Local steroid injections and community-based physiotherapy have been shown to be of similar benefit for treating shoulder pain presenting to primary care. This paper presents a cost consequences analysis of a prospective economic evaluation, conducted alongside a randomized clinical trial (RCT) of corticosteroid injections versus physiotherapy for new episodes of unilateral shoulder pain, to determine the economic implications of injection versus physiotherapy.

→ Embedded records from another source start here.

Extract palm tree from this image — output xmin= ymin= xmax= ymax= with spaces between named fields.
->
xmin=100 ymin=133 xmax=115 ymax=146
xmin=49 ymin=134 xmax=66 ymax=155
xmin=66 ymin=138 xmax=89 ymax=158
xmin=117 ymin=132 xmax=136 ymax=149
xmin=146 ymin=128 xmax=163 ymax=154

A pragmatic RCT with 207 patients randomized to either physiotherapy (n = 103) or local steroid injection (n = 104) was conducted. The resource inputs required were identified for each treatment arm in terms of capital, staff and consumables. These were measured for the period up to 6 months post-randomization. Outcome measures included shoulder disability, shoulder pain, global assessment of health change and the EQ5D, all at 6 months. A sensitivity analysis was performed around the general practitioner minor surgical fee.


Analysis is presented on the 199 patients for which the general practice record review (101 physiotherapy, 98 injection) was available. The total mean costs, per patient, were 71.28 pound sterling for the injection group and 114.60 pound sterling for the physiotherapy group. The difference in average total cost per patient was 43.32 pound sterling (95% bootstrap confidence interval: 16.21 pound sterling, 68.03 pound sterling ). This is a statistically significant difference in cost. Outcome was similar in both groups across all measures following intervention. Smaller mean differences in cost were observed between the treatment groups in the sensitivity analysis, but the difference remained in favour of injection over physiotherapy.


This study has shown, given similar clinical outcomes across the treatment groups, that corticosteroid injections were the cost-effective option for patients presenting with new episodes of unilateral shoulder pain in primary care.